Designed to be faster than the HD 6990 and the GTX 590 this card should be the faster on the market since unlike the GTX 590 and HD 6990 it is not based on cut down versions of the single GPU's which are then later combined i.e. the GTX 590 is based on two cut down GTX 580 cores. 

This card essentially like a HD 6990 except PowerColor have made it so that each core can run at full capacity and maintain the same overclocking headroom per GPU as the HD 6970. The card is cooled with a triple slot, dual fan (120mm and 140mm) and dual heatsink design. Again like the HD 6870X2 the card will be produced to either run the CrossFireX connection between its two GPU's or the Lucid Hydra engine.

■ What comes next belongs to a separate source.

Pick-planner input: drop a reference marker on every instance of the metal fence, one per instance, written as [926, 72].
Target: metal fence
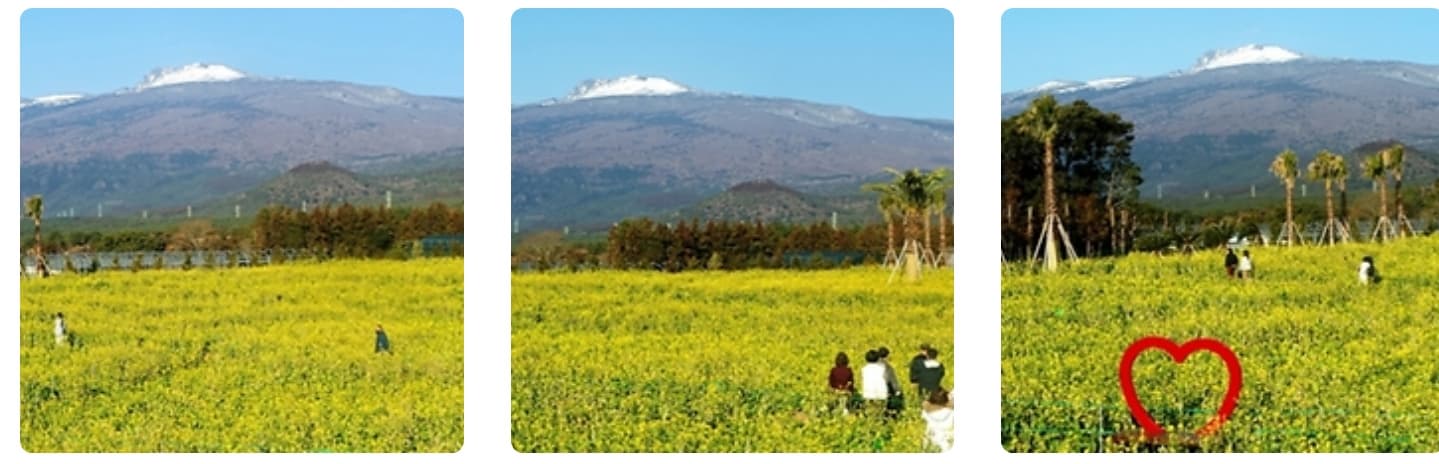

The general specifications of the card are:•3072 stream processors
 • 64 ROPs
 • 4GB GDDR5
 • 256bit memory bus
 • 2 X DVI
 • 2 X mini display port
 • 1 X HDMI
 • 6 +2 Phase VRM
 • 3 X 8pin power connections
 Again no official words on pricing but expect prices similar to that of the HD 6990 add about 10% because of the extra processing power.


----------



## dieterd (Jul 9, 2011)

to bad, that in this review is no compare vs 6850 CF and 6870 CF, cuz those combos is cheaper and I have no idea how faster they are.


----------



## erocker (Jul 9, 2011)

dieterd said:


> to bad, that in this review is no compare vs 6850 CF and 6870 CF, cuz those combos is cheaper and I have no idea how faster they are.

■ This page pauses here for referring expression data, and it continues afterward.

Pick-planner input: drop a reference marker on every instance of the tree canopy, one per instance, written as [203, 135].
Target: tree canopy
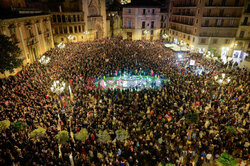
[10, 54]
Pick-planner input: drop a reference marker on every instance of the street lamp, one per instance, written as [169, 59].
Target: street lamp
[61, 45]
[165, 36]
[44, 60]
[57, 87]
[146, 32]
[86, 33]
[70, 37]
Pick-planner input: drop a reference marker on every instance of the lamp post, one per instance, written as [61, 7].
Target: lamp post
[146, 32]
[70, 37]
[61, 45]
[57, 88]
[86, 33]
[44, 60]
[165, 36]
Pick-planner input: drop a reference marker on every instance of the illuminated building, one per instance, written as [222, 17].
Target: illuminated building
[208, 25]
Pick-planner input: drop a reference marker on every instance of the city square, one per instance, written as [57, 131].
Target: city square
[104, 96]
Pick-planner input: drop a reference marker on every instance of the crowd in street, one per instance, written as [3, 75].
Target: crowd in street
[154, 118]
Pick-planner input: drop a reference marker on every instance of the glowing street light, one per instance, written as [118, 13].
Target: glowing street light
[146, 31]
[70, 37]
[44, 60]
[57, 87]
[86, 33]
[165, 36]
[223, 75]
[61, 45]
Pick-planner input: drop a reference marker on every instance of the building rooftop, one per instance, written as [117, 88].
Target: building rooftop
[143, 3]
[19, 13]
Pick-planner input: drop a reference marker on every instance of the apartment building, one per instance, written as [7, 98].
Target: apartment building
[141, 22]
[32, 34]
[205, 25]
[242, 43]
[68, 23]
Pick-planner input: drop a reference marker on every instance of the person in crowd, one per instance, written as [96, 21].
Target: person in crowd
[154, 118]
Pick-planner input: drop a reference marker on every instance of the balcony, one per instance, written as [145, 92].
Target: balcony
[223, 6]
[245, 24]
[128, 27]
[181, 31]
[243, 38]
[247, 11]
[182, 23]
[216, 35]
[184, 6]
[220, 27]
[184, 14]
[221, 16]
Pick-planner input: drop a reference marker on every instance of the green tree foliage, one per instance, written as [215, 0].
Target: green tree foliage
[226, 160]
[4, 125]
[82, 135]
[62, 137]
[192, 118]
[38, 132]
[103, 136]
[19, 125]
[10, 55]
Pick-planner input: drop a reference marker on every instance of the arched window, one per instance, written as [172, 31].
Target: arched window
[63, 18]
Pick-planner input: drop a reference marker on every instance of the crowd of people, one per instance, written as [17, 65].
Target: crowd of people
[154, 118]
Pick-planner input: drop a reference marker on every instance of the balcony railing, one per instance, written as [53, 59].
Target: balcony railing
[184, 14]
[217, 15]
[184, 23]
[245, 24]
[128, 27]
[216, 35]
[185, 5]
[224, 6]
[215, 26]
[247, 11]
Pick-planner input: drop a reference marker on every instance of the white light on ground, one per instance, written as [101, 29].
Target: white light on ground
[57, 87]
[44, 60]
[223, 75]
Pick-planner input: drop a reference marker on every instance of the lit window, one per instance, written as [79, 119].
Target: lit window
[219, 22]
[232, 22]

http://www.techpowerup.com/reviews/ATI/Radeon_HD_6870_CrossFire/

Done with the same setup.


----------



## jpierce55 (Jul 10, 2011)

Lets hope they keep working at concepts like this and get the quirks worked out. Overall it doesn't sound bad.


----------



## Xaser04 (Jul 11, 2011)

Cool Mike said:


> The HD 6970X2
> 3X8pin power connectors, WOW!
> Pic included...
> Designed to be faster than the HD 6990 and the GTX 590 this card should be the faster on the market since unlike the GTX 590 and HD 6990 it is not based on cut down versions of the single GPU's which are then later combined i.e. the GTX 590 is based on two cut down GTX 580 cores.

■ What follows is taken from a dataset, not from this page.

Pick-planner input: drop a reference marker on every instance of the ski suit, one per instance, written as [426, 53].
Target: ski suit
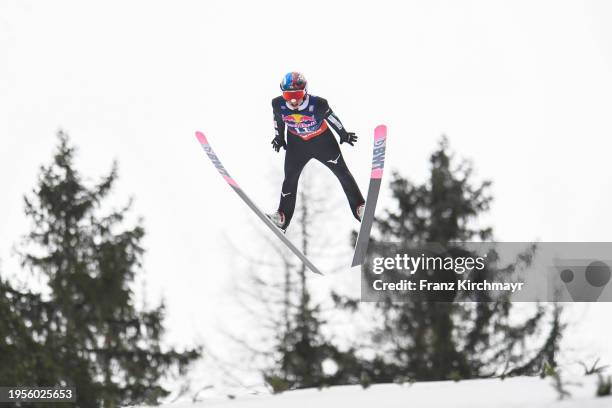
[309, 137]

Neither the HD6990 or GTX590 are based on cut down versions of their representative high end single GPU brethren. 

The HD6990 is two HD6970 GPU's downclocked whilst the GTX590 is two GTX580 GPU's heavily downclocked. 

In both cases the entire feature set is retained.


----------



## Initialised (Jul 12, 2011)

Cheapest I can find it in UK is £337. A single 6870 1GB is ~£130 so for many people CFX 6870 is the better choice. Even then it struggles to compete with the 6970, GTX480 and GTX570 (~£200) or GTX580 (~£300) on price and the risk of less than 6870 performance where CFX doesn't help. Price needs to be ~£250-275 for this product to make sense.


----------



## Pestilence (Jul 12, 2011)

Cool Mike said:


> Great review Wizzard. I was waiting on your review before putting thought into buying.
> Was searching and found the BIG brother of the 6870X2. The 6970X2!
> The HD 6970X2
> 3X8pin power connectors, WOW!
> ...



If the 6870X2 is 529 the 6970X2 is going to be close to 700


----------



## Cool Mike (Jul 12, 2011)

Been putting some thought of purchasing the 6870X2. I cant justify paying $519 at Newegg when you can purchase two PowerColor 6950's for $498. In crossfire they will be faster (by a good margin) as indicated by one of the reviews.  As everyone has said, the target price for the 6870X2 should be $450-$470. At that price I would purchase one today!


----------



## Pestilence (Jul 12, 2011)

Cool Mike said:


> Been putting some thought of purchasing the 6870X2. I cant justify paying $519 at Newegg when you can purchase two PowerColor 6950's for $498. In crossfire they will be faster (by a good margin) as indicated by one of the reviews.  As everyone has said, the target price for the 6870X2 should be $450-$470. At that price I would purchase one today!



Problem is you can only do 2 way xfire where the X2 can do 3 way along with quad


----------



## Cool Mike (Jul 12, 2011)

2-way Xfire has always been enough for me. More stable in many cases vs tri or quad. The 6870X2 is simply over priced. I believe NEWEGG is the problem. This is a new product and they are maximizing their profit margin through early adopters like alot of us.


----------



## Pestilence (Jul 14, 2011)

Cool Mike said:


> 2-way Xfire has always been enough for me. More stable in many cases vs tri or quad. The 6870X2 is simply over priced. I believe NEWEGG is the problem. This is a new product and they are maximizing their profit margin through early adopters like alot of us.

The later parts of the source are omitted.